- SAGE Situation Display showing the "BED" missile annex

= Suffolk County Air Force Base Missile Annex =

The Suffolk County Air Force Base Missile Annex (SAGE codename "BED", ()) was an air defence missile site of the United States Air Force, located 2 mi west of Suffolk County Air Force Base on Long Island. During the first half of the 1960s it hosted a CIM-10 Bomarc missile site, part of the New York Air Defense Sector.

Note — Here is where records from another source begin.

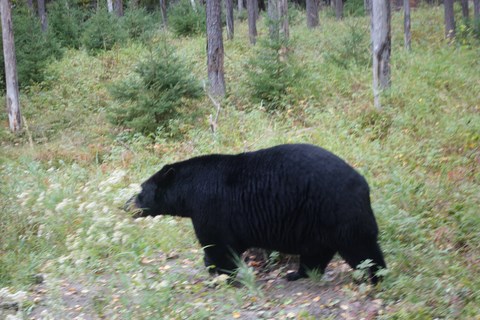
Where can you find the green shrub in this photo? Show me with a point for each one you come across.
(65, 21)
(34, 49)
(102, 31)
(271, 73)
(139, 23)
(150, 98)
(185, 21)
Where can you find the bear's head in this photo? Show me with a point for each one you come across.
(155, 197)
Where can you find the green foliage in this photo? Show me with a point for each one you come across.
(151, 97)
(65, 21)
(352, 48)
(271, 73)
(34, 49)
(103, 31)
(139, 23)
(184, 21)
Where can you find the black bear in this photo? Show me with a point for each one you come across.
(295, 198)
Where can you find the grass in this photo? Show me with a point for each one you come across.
(61, 196)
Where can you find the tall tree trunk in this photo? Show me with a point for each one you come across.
(339, 9)
(42, 14)
(110, 6)
(381, 42)
(273, 19)
(283, 13)
(215, 48)
(118, 7)
(312, 13)
(12, 95)
(449, 19)
(252, 21)
(476, 10)
(229, 18)
(465, 11)
(407, 25)
(163, 9)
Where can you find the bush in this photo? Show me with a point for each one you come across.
(65, 21)
(103, 31)
(34, 49)
(151, 97)
(184, 21)
(270, 73)
(139, 23)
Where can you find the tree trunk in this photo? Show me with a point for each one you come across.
(42, 14)
(163, 9)
(449, 19)
(406, 25)
(476, 10)
(12, 95)
(465, 11)
(312, 13)
(110, 6)
(283, 13)
(339, 9)
(252, 21)
(229, 18)
(381, 47)
(215, 48)
(118, 7)
(273, 19)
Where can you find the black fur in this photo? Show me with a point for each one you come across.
(296, 199)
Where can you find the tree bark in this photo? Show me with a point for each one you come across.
(407, 25)
(229, 18)
(163, 9)
(110, 6)
(465, 11)
(42, 14)
(312, 13)
(215, 48)
(12, 94)
(381, 43)
(339, 9)
(449, 19)
(252, 21)
(283, 13)
(118, 7)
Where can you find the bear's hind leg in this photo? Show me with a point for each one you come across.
(307, 263)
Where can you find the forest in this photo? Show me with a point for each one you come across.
(99, 95)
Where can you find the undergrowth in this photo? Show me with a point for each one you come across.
(65, 179)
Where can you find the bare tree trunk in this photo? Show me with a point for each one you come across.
(381, 43)
(273, 19)
(215, 48)
(312, 13)
(283, 13)
(229, 18)
(407, 25)
(339, 9)
(163, 9)
(252, 21)
(476, 10)
(12, 95)
(42, 14)
(110, 6)
(449, 19)
(118, 7)
(465, 11)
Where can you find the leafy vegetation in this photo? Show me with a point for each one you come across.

The annex included a Launch Area with 56 Mode II Launcher Shelters in 2 flights (e.g., 2 compressor buildings were available to simultaneously get 2 missiles to the "Standby" stage prior to "Fire-up".)

==Missile Support Area==
The Missile Support Area included offices of the Base Commander (Col Fred G. Hook, Jr. in 1959), an OOAMA representative, and the Commander of the 6th Air Defense Missile Squadron; while Boeing Airplane Company support was from an office 5 mi north in Riverhead, New York. Military police operated from a Security Control and Identification building at the Old Country Road entrance to the annex. Two flights of missile maintenance airmen used the Assembly and Maintenance (A & M) Shop for preparing newly received missiles, repairing BOMARCs that malfunctioned, and periodic recycling. "Missile Recycle" for 6 mo/2 yr component replacement from "ready-storage" used 5 A & M Shop stations after the missile had been transported to the Main Shop Room following defueling and warhead removal at the Launcher Shelter and decontamination at the Fuel Facility. The A & M Shop with 22 rooms included a "Control Room", and a Telecommunication (TELCO) Room with 2 SAGE Digital Data Receivers and a Digital Data Transmitter for communicating missiles' status to the remote launch control center in New Jersey.

===Interceptor Missile Squadron Operations Center===
The Interceptor Missile Squadron Operations Center (IMSOC) in the A & M Shop next to the TELCO Room was connected to the "Coaxial Distribution System" for communicating with Electrical Launching Equipment (ELE) in each Launcher Shelter's equipment room. The IMSOC used the "Prelaunch Command System" with a Squadron Supervisor's Station in the IMSOC that included "a desk-type console" with manual controls for acknowledging SAGE "alert orders and other commands". The console controlled missile warm-up (e.g., 2 minutes for IM-99A rocket fuel while 30 seconds was needed for IM-99B: arming of the igniter & activation of gyros, seeker, fuze, etc.) and to maintain the BOMARC at "Standby" (warmed-up & erected) until "Fire-up" by a remote Senior Director's keyed console (fire button) at the launch control center (Weapons Director room) at McGuire DC-01. The console then displayed whether the missile transitioned to the "Launch" or "Malfunction" stage, which determined the subsequent squadron operation needed at the Launcher Shelter (checkout of the empty shelter or deactivation of the faulty missile).

==Civilian use==

In 2009 the 187 acre former missile launch complex was being used as a county impound lot and county/FBI shooting range.

The site is a Formerly Used Defense Site (NY29799F12240/C02NY0714).